Benjamin J. Fountain '05

— Painting Alumnus —

ben fountain

“To make a painting is a declaration,” says Benjamin J. Fountain, known to most as Benny. “At a base level, the drive to make art comes out of an astonishment at life, at the world, at the way the world looks through my particular eyes. It just feels like
it’s full of mystery and goodness… I love to communicate that to others.”

Communicating his inspiration has earned this 2005 PNCA alumnus a prestigious Jack Kent Cooke Foundation Scholarship. It will cover all his graduate school expenses, from tuition to travel to art supplies, as he studies for a year in Rome and earns his MFA from Tyler School of Art in Philadelphia.

Life and art are taking Benny far from Moscow, Idaho, where he grew up surrounded by rolling farmlands. “The bright green new sprouts of spring give way to summer’s colors of pale greens, red browns, and the rich gold of wheat. In harvest time the
combines kick up dry red dirt and wheat chaff, creating a haze in the air that blurs the horizon and tints the bright blue sky with a purple haze,” he writes of the landscape informing his aesthetic. He returns to Idaho frequently to visit family and paint.

grams"Untitled" oil on board, 2004

Supportive family members and nurturing high school teachers encouraged Benny’s budding artistic talent, and he eventually studied Painting at PNCA. “I think it was really good,” he says of the experience, especially “having teachers that were really
good painters. You could go and see a show that they were having out in galleries. Before I chose my classes, I’d look up my teachers on the Internet and see their work. There was a lot of inspiration from seeing their art and their lives.”

He also cites his professors’ approach to critiques and criticism as very important to his artwork. “I grew up with this idea that artists just do what they want and no one can touch that, no one can critique that,” Benny explains.
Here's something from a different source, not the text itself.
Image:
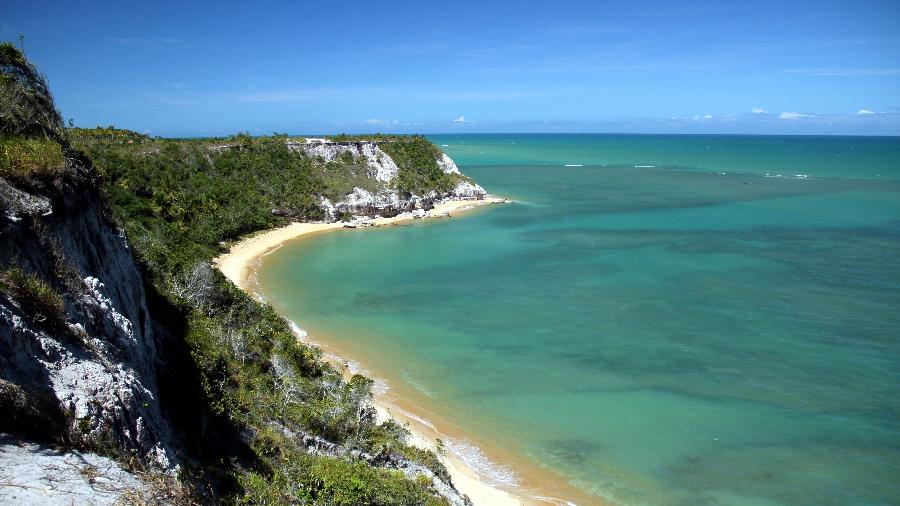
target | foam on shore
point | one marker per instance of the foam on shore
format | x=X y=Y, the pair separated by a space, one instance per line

But he’d reached the point where he wanted serious critique in order to advance his skills and discover whether his ideas were “being accurately expressed or insufficiently expressed.”

kitchen"Emma's Kitchen," oil on panel, 2004

The Painting department fulfilled his wish. “We were encouraged to participate in critiques, and I think it really helped, to be able to put your criticism into words, to learn how to do that in a way that doesn’t cut, that doesn’t hurt people. The stuff that you’re doing is pretty personal… I learned to take criticism well.” He says this definitely helped his work, which received the College’s annual Thesis Award.

As for the future, Benny plans to be a working artist and teacher. “I would love it if I could continue to probe into painting, to find out what it’s capable of, for the rest of my life,” he says. “Also, I truly do enjoy opening up that realm to others, through
teaching. I could see myself being like a lot of my professors —they are teaching, whether full time or not — and continuing with my artwork.”